O objetivo principal é comemorar, o que para nós significa “recordar em comunidade e publicamente”. Basicamente é uma solenidade de recordação que no caso do Paraguai nos obriga coletivamente a um compromisso com o passado, principalmente a respeito daquelas virtudes e valores que fizeram nosso país uma nação próspera e florescente. Se bem que os atuais historiadores concordam que o Paraguai não era uma potência militar (como inicialmente se afirmou na historiografia tradicional por décadas). Também existe um consenso em relação aos enormes progressos e avanços dos anos prévios ao conflito, onde não existia uma só família que não tinha sua porção de terra para viver, trabalhar e sendo talvez o único país sem dívida externa e sem dependência das metrópoles financeiras e industriais da época. Isso contrasta enormemente com o Paraguai do pós-guerra.

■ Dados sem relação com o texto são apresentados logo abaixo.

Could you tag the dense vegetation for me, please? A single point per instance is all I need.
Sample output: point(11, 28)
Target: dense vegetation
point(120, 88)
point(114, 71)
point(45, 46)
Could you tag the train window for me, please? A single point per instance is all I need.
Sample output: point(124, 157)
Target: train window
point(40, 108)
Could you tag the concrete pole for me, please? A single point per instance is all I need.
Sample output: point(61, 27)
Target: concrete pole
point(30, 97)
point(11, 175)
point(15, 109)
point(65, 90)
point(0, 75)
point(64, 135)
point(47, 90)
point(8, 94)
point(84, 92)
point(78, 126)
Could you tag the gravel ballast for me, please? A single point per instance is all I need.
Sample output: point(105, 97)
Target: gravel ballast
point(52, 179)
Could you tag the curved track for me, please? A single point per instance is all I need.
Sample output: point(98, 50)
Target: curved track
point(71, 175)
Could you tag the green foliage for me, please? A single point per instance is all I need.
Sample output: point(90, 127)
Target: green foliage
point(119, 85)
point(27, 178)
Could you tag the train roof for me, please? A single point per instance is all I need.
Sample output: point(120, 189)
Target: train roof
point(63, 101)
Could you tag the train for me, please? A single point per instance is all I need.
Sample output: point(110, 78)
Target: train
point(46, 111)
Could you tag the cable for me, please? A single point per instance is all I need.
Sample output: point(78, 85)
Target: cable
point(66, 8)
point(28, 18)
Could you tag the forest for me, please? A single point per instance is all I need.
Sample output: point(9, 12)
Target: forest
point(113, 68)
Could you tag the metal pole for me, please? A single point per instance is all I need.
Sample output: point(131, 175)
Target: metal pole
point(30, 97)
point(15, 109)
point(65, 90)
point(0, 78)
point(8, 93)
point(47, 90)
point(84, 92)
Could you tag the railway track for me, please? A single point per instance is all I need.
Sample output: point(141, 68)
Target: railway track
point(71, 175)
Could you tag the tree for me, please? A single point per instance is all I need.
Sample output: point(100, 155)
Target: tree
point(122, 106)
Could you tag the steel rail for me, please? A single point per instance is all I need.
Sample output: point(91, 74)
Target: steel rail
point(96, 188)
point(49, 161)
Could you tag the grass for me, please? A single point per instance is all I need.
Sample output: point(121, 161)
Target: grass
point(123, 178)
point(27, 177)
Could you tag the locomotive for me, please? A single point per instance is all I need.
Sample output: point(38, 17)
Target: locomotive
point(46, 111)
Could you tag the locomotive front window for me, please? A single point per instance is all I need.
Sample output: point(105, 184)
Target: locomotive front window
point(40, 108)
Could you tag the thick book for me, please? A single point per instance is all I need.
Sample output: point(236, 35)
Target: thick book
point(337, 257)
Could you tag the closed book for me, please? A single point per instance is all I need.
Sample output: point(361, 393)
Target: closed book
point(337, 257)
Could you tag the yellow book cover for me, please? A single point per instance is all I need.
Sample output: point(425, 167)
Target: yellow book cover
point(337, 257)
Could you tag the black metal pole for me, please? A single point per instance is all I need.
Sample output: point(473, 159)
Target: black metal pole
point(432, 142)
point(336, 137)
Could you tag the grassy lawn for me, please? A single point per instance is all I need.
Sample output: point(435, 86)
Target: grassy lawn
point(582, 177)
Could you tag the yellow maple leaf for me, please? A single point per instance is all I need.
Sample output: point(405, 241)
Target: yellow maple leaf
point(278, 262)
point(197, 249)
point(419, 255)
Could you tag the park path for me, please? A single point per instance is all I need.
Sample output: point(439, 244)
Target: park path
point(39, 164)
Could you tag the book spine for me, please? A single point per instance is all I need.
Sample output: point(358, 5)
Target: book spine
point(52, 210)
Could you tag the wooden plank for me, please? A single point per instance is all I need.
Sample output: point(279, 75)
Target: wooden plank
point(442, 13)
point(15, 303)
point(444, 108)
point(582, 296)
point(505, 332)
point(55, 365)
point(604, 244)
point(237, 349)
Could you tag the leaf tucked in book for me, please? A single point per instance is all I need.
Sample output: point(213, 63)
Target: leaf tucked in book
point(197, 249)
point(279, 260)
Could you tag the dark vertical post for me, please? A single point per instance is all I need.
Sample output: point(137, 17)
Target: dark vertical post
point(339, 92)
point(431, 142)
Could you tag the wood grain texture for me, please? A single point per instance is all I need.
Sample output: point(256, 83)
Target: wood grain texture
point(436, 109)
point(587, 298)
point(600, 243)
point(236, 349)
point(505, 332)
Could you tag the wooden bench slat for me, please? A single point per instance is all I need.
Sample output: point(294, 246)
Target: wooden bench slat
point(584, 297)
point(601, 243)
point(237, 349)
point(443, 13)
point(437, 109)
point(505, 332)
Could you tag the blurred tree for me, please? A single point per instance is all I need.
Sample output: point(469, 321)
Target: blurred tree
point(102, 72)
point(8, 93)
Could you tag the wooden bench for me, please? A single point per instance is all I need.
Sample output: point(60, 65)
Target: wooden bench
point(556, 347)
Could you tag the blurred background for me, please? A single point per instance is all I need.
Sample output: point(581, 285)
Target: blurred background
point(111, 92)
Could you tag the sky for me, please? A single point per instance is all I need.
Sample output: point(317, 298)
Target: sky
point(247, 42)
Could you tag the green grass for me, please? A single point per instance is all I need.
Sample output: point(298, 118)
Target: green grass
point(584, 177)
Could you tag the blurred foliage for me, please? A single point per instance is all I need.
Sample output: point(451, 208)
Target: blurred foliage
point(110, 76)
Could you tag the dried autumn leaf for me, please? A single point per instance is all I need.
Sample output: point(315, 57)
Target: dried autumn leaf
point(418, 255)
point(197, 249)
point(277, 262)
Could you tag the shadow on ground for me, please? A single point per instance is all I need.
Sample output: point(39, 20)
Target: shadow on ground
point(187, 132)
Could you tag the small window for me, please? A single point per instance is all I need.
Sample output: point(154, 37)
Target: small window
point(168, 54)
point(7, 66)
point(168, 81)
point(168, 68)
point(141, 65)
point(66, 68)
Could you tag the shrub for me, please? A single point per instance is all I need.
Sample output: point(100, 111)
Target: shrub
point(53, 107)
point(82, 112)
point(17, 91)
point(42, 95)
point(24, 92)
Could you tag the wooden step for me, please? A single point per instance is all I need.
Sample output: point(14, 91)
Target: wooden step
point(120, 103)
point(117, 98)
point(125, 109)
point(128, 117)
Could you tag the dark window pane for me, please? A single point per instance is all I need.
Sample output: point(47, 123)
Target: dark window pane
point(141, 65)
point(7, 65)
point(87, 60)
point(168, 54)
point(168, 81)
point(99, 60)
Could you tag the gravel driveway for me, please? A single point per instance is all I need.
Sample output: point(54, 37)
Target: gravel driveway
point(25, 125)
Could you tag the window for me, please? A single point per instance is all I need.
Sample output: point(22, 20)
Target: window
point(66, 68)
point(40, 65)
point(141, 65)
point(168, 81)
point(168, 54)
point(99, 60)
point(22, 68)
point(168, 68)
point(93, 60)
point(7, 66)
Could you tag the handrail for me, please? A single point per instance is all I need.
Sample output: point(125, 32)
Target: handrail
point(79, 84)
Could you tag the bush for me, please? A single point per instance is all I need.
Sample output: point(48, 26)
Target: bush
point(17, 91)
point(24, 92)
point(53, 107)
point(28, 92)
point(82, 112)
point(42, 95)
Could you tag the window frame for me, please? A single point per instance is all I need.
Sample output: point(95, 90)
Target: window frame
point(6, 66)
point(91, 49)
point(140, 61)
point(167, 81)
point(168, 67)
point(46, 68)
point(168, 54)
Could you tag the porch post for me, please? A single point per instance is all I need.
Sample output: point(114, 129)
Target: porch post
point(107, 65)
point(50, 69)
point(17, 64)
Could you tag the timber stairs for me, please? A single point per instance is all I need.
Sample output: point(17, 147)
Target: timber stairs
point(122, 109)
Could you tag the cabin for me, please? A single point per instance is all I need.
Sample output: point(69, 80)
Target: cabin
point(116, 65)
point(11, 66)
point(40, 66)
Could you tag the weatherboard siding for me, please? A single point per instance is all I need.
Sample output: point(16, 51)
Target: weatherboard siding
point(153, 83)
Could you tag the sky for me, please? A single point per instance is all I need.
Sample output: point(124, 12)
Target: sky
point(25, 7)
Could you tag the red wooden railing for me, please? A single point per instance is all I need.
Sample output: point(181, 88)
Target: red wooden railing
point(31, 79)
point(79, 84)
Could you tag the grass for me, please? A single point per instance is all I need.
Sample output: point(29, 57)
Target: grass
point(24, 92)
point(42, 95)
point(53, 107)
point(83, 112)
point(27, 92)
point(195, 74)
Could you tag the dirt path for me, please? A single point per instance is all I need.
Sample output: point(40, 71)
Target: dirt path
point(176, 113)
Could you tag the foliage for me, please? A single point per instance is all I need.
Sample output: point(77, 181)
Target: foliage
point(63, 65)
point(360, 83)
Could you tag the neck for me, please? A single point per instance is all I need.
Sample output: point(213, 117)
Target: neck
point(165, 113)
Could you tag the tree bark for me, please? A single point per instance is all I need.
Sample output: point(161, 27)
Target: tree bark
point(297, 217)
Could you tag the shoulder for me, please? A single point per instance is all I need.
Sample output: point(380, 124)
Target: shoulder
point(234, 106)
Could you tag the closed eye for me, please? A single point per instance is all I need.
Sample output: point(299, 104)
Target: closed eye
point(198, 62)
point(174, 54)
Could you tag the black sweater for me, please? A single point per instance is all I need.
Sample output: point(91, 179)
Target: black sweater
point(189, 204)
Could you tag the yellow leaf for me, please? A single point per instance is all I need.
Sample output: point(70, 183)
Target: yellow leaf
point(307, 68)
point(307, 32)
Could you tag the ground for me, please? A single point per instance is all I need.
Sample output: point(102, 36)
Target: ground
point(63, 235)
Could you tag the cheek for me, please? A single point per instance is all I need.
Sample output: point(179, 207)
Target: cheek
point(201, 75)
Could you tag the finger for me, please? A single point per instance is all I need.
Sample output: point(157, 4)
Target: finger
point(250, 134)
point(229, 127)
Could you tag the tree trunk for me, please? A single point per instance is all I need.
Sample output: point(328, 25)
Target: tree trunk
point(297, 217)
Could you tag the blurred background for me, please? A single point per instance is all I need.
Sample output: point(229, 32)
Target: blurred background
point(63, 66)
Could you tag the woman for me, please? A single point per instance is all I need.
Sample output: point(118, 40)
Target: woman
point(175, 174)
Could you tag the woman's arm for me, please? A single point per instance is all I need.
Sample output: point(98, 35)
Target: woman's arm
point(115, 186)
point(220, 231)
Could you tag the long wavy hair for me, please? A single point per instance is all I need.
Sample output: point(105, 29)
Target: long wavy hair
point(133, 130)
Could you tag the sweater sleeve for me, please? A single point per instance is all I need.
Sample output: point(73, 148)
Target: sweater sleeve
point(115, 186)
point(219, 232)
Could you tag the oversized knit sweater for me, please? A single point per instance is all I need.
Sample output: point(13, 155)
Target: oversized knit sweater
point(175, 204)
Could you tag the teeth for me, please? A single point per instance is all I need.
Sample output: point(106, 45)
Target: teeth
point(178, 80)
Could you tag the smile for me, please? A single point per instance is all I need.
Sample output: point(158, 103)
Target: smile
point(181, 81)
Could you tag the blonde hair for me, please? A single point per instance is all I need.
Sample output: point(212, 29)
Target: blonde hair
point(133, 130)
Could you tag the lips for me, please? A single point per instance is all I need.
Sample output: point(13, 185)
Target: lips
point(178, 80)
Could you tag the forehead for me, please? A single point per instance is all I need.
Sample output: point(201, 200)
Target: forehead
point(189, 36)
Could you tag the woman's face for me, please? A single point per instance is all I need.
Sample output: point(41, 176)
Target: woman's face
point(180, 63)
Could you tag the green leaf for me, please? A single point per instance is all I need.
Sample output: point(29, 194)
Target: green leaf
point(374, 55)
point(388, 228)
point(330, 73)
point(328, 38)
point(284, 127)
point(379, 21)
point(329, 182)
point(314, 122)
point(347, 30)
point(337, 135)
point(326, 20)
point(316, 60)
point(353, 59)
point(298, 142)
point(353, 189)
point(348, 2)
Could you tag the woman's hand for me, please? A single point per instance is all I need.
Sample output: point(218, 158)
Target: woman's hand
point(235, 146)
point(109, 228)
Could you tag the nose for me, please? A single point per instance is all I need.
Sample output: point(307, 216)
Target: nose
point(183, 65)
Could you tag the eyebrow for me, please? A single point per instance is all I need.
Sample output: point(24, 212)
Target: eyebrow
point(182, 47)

Vários autores brasileiros, entre os que se destacam o investigador Mario Maestri, do Rio Grande do Sul, compreendem hoje o sentido de pertencimento e o compromisso assumido pelos paraguaios depois de conhecer os termos do tratado secreto assinado entre Argentina, Brasil e Uruguai, onde entenderam literalmente que estava em jogo a própria existência da pátria. Certamente recordamos o heroísmo, porém não é um heroísmo fruto de um mero fanatismo, mas de um patriotismo e civismo. Só assim se explicam que certos episódios da guerra, incluindo as mulheres que pegaram em armas, como o caso específico das batalhas de Lomas Valentinas e Piribebuy.

Retratando a Guerra do Paraguai, "Batalha do Avaí", de Pedro Américo, faz parte do acervo do Museu Nacional de Belas Artes, no Rio de Janeiro

H2FOZ – Hoje, qual é a relação dos paraguaios com a Guerra da Tríplice Aliança?

Ronald Miguel Villalba – A relação atual é de curiosidade e interesse por conhecimento. Deixaram para trás as correntes nacionalistas iniciadas pelo historiador Juan E O’leary que não tiveram oposição durante todo o século 20.  Porém existe “induvidavelmente” na população em geral um sentimento de indignação a respeito de situações pontuais: 

1. Que o Itamaraty não abriu a totalidade dos arquivos que ainda manteve em segredo em relação à guerra e que o então presidente Lula havia prometido fazê-lo.
2. Que o Brasil nunca pediu desculpas ao Paraguai pelos horrores e as barbáries cometidas contra a população civil durante a última parte da guerra, entre finais de 1868 e 1870.

H2FOZ – Existe uma obra escrita por dois investigadores irlandeses sobre a guerra, Michael Lillis e Ronan Fannign, que resume muito bem a necessidade deste pedido público de desculpas. 

Ronald Miguel Villalba – Em todo o Paraguai há uma comunidade brasileira de cerca de um milhão de pessoas. A importância que se dá para a recordação dos 150 anos do final da guerra aqui no Paraguai contrasta com a pouca transcendência dada ao evento no Brasil. Fica a incômoda sensação de uma espécie de vergonha ou mesmo um desejo de esquecer esses eventos. Enquanto isso segue ocorrendo, a cicatriz continua aberta.